The present invention relates to a chip stack package, and more particularly to a through silicon via chip stack package which facilitates a chip selection.
Packaging technologies for a semiconductor integrated device have been continuously developed to satisfy the demands for mounting efficiency and miniaturization. As the miniaturization and high performance are required in the recent development trends of the electric/electronic appliance, various semiconductor stacking technologies have been developed.
The “stack” referred in a semiconductor industry is a technology in which at least two semiconductor chips or packages are stacked up in a vertical direction. When this stack technology is applied in the field of memory devices, it is possible to realize a packaged product having the memory capacity more than two times the memory capacity of an unpackaged chip, for example, and thus it is possible to increase the efficiency of the mounting area usage.

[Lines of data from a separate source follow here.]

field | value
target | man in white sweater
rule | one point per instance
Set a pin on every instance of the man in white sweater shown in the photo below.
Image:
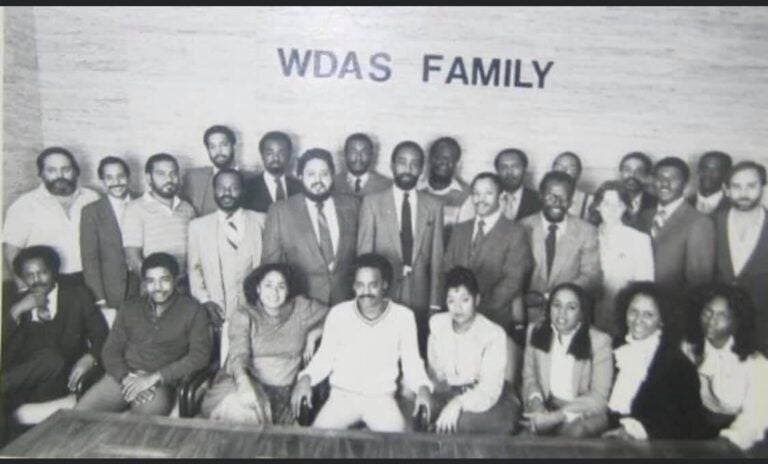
(365, 341)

FIG. 1 is a cross-sectional view illustrating a conventional chip stack package. As shown, chips 110 are stacked on a substrate 120 by the medium of adhesives 130 and each chip 110 is electrically connected to the substrate 120 through a wire 140. An upper surface of the substrate 120 including the stacked chips 110 and the wires 140 is sealed with an encapsulant 150 such as epoxy molding compound (EMC), and a lower surface of the substrate 120 is attached with solder balls 160 as the mounting means to an external circuit.
In FIG. 1, reference numeral 112 denotes a pad, 122 denotes an electrode terminal, 124 denotes a ball land, and 126 denotes a circuit wiring.
However, the conventional chip stack package has several disadvantages in that the operational speed is considered relatively slow due to use of metal wires for signal connections to each chip; the size of the package could not be made more compact since additional area is required on the substrate for a wire bonding; and further the height of the package could not be lowered as the gap for the wire bonding is required on the bonding pads of each chip.
A chip stack package using a through silicon via (hereinafter, referred as TSV) has been proposed for overcoming the above described problems associated with the conventional chip stack packages.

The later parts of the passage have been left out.